The next type of fryer in the generation is the standard fryer which would suit a family of four very well. Again, they are boxy in shape but can hold a greater measure of oil which is obviously why it suits a bigger family. Whereas its sibling holds just the single litre of oil, the standard fryer can handle more than double that figure, dependant on which deep frying model you purchase. The fact that the standard fryer can cope with up to 2.5 litres of oil indicates a food capacity of between 1kg and 1.3kg – again, dependant on model selection this can be more than three times that of the compact fryer. Because of the much bigger size of this fryer, it can be a slightly more arduous task to keep it clean, and storage will also need consideration.
If you still like the texture and taste of freshly fried fish and chips, but are counting fat calories, you can't beat an air fryer. Air fryers use up about 75%-80% less oil than their conventional counterparts. Instead of boiling food in a vat of hot oil, these newfangled fryers rely on hot air and only a few tablespoons of oil to get the job done. Unfortunately, their sizes are on the small to medium size of the spectrum. For a larger family, you might have to do a few batches of food to cover everyone. But what you lack in space, you more than make up for in lowered fat consumption - a win-win in our book!
The cheap, deep fat fryer represents a good option for those who want to simply enjoy deep fried food. These fryers can be purchased for less than £50 and use minimal amounts of oil, and the lesser the oil, the quicker the time it will take to heat and cook your food. These two aspects combined add up to an economical deep frying option.
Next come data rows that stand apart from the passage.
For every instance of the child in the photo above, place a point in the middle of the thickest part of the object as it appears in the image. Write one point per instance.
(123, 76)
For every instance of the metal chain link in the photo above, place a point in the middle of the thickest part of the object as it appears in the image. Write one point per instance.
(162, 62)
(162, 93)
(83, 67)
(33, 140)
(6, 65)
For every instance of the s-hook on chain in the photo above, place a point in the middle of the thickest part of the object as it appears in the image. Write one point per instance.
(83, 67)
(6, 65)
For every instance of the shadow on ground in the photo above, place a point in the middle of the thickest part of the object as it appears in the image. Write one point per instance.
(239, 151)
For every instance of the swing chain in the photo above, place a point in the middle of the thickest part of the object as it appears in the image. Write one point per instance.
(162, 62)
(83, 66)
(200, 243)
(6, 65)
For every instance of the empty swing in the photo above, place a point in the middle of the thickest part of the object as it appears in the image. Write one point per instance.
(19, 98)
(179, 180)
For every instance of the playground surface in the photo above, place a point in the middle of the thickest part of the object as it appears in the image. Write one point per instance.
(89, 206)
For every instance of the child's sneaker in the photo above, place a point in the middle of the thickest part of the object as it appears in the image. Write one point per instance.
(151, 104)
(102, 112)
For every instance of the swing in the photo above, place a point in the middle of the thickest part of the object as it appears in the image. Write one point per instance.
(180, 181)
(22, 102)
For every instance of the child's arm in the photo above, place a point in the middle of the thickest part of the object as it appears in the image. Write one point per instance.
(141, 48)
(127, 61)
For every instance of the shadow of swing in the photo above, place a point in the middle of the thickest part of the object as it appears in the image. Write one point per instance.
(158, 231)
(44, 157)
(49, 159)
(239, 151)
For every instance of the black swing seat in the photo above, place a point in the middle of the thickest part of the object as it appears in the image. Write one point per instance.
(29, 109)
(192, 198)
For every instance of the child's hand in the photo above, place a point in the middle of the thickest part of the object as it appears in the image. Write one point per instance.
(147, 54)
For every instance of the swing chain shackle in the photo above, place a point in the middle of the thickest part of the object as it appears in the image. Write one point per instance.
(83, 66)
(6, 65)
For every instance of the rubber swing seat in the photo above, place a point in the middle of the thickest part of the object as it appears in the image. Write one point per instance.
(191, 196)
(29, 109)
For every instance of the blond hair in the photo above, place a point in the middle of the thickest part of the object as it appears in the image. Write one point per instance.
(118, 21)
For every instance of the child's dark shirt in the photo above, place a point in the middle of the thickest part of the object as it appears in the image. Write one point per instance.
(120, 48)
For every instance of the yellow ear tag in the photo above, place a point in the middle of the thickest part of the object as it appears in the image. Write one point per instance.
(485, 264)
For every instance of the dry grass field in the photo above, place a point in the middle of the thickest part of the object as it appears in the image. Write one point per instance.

The mini deep fat fryer then epitomises how much progression has been made within this cooking apparatus market. A byword for deep frying equipment used to be 'bulky', but time has been kind and they have really slimmed down. The mini fryer is designed with space saving in mind and these are best used in small kitchens for the smaller family. A fryer is considered a 'mini' if it holds under 2 litres of oil but if you overfill a mini fryer, the contents, e.g. chips, can easily become soggy.
The majority of modern kitchens were designed with a stainless steel theme and if that is the case, the stainless steel deep fat fryer will blend into your kitchen effortlessly. It is not only the appearance of this deep frying machine which may push you towards buying one, as with regards to cleanliness and resilience they are also top notch fryers. Being part of this group of fryers does not necessarily mean the entire unit is made from stainless steel, it could just be single elements on the fryer that are of this material. Just a quick wipe will go most of the way to keeping the exterior clean, too. The drawback of stainless steel is that it is slightly more expensive to manufacture, and this is why companies producing these fryers will often have plastic elements, somewhere within the design – they will attempt to hide it, but discretion is not always possible.
The market is not as congested as for other kitchen products, but with regards to the job they are requested to do, there is no need. If you are buying a fryer for your home you can look within the three groups; compact, standard or large fryers, to cater for your needs. It does depend on how technically advanced you wish to go, as fryers now, dependant on the money you spend, can come with a multitude of built-in gadgets to help the entire deep frying process.
Fryer filters come as permanent or removable and in the case of the latter, the replaceables can cost anything from 95p to £10. Electronic temperature controls are built in certain models, and fryer baskets have their own range and different shaped handles to suit your needs.
From a consumer's point of view, the choice of deep frying products is not so substantial that it will weigh you down: you just need to identify your fryer needs in terms of the quantity of food you will be cooking and how you want it to fit into your kitchen area.